Here are some things they do know:
• The local group of volunteers, Grand Lake St. Marys Restoration Commission, has been working hard to make the water quality better. It has raised more than $600,000 to purchase aerators and sediment collectors.
• The Ohio EPA, which lifted all other advisories in recent months, still has the following on its Web site: “Due to the high levels of microcystin, coupled with the uncertainty of the buildup of microcystin toxins in fish tissue, people are advised to not consume fish caught in Grand Lake St. Marys.”
This advisory, unfortunately, curtails fishing, a very popular and important activity at the lake. And even when the ban is lifted, the mindset it created will linger for years.

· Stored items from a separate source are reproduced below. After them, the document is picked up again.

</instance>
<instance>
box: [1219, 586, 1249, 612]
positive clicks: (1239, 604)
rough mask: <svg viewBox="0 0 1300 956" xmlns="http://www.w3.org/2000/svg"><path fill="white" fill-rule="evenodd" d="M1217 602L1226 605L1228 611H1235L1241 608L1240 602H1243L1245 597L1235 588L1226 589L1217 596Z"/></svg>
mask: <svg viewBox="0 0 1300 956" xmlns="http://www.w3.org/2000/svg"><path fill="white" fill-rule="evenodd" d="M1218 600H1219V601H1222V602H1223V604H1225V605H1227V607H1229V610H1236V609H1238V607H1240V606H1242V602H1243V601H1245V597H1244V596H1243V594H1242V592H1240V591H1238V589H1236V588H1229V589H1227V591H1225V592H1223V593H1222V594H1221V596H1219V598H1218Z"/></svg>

• While the new cabinet-level directors are already showing interest and say Grand Lake St. Marys is a priority for new Gov. John Kasich, local residents have to wonder if they will get something positive accomplished soon. There is a reported $9 billion deficit in the state budget, so how can there be funds for GLSM? Activities such as dredging cost money. Will the budget allow future dredging to be expanded or will the money dry up?
• The state’s test on alum was inconclusive, so what does the future bring? As of this writing, a decision has not been made to further test alum or spread it over the entire lake. The question is, again, money. It is hard to imagine the state would gamble precious funds on a process that may or may not work.
• Some 300 area farmers have been banned by the state from spreading manure on frozen fields, which helps them get rid of animal waste, but increases the chances of it flowing into the lake. The only problem is that they have this winter and next winter to get their act together. That means the flow of nutrients won’t even slow down until 2013.
ODNR has declared the area to be a “watershed in distress,” which means tighter rules on manure spreading, but, again, not until 2013. The irony is the watershed has been distressed for probably 20 years, but nobody in Columbus cared about it.